Increasing returns in time and space

I’ve been mulling over increasing returns for a while (it will feature in my next book, Cogs and Monsters, in 2021) and returned to the question this morning as I prepare to write something on agglomeration economics for my colleagues Michael Kenny, Anna Alexandrova and Cleo Chassonnery-Zaigouche, for their research project Expertise Under Pressure. The essay question is pretty broad, concerning the influence economics has had on policy debates about cities. The key concept is that of agglomeration economies.

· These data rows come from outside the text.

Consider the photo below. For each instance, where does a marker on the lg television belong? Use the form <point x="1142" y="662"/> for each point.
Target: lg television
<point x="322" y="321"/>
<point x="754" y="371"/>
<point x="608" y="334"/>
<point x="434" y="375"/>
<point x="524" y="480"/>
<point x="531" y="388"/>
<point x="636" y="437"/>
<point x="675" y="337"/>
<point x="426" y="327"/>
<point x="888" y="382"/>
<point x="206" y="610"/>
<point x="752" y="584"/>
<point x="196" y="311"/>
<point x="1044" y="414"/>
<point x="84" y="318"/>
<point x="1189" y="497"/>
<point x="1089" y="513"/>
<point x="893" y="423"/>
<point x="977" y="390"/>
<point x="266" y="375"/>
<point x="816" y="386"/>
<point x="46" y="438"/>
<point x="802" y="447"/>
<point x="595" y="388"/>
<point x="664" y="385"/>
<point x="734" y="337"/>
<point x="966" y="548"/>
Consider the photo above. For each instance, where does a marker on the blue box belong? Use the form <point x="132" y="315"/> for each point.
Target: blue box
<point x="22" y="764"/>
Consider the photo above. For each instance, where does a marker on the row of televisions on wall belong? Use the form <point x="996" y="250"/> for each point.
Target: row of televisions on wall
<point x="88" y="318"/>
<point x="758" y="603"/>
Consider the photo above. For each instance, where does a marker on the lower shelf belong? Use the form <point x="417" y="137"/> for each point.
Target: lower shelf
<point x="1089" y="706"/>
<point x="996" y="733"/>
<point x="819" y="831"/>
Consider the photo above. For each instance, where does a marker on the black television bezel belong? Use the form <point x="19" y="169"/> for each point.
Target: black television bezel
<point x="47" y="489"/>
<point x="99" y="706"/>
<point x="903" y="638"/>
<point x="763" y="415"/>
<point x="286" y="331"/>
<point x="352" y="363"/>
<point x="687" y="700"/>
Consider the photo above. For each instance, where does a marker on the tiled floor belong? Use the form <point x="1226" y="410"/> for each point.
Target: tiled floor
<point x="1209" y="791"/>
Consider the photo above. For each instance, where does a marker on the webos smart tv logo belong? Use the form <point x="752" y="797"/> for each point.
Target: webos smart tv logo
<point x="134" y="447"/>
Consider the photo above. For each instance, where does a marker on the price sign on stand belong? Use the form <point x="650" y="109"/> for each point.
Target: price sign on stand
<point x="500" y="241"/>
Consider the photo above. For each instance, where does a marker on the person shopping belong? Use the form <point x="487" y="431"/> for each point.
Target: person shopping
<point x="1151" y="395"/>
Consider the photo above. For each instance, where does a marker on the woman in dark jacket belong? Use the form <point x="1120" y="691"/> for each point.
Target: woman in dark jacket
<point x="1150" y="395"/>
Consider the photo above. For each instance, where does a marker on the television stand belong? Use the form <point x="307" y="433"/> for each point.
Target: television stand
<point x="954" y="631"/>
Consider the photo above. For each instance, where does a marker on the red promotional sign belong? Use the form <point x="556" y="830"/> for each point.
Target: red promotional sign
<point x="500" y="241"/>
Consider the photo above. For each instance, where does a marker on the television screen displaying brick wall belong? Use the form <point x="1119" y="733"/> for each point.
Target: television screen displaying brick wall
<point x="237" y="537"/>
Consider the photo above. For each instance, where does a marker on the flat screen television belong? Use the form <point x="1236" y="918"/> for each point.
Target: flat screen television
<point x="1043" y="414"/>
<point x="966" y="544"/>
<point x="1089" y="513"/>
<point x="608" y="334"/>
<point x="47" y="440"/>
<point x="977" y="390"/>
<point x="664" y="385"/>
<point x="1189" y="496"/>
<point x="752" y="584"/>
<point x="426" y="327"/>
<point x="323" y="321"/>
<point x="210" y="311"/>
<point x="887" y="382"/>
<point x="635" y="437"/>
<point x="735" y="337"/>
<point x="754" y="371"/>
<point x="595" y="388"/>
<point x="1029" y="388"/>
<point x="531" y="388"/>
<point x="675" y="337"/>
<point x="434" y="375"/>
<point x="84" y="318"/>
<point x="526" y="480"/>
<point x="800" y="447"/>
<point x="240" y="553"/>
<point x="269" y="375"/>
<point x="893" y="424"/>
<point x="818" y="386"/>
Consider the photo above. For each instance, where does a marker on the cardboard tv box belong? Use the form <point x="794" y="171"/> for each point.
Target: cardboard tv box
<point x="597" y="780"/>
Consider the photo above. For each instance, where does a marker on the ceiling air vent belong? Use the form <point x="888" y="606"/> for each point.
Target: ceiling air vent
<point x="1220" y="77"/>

Going to the bookshelves – in imagination to the ones quarantined in my office and grabbing the ones at home off the shelves – I started on the agglomeration journey first with Paul Krugman’s 1991 Geography and Trade: “I have spent my whole professional life as an international economist thinking and writing about economic geography without being aware of it.” My copy is the 1995 paperback edition. The new economic geography was later crystallised in the textbook The Spatial Economy by Fujita, Krugman and Venables.


At about the same time, already intrigued by technology, I discovered Brian Arthur through Increasing Returns and Path Dependence in the Economy. To my mind the rebirth of economic geography – and economic history – is clearly linked to the spread of digital technologies, a link made so clear by Ed Glaeser in Triumph of the City and in terrific papers such as Non-Market Interactions, Information Technology and the Future of Cities, and Reinventing Boston.

Now for a weekend re-reading some of this good stuff.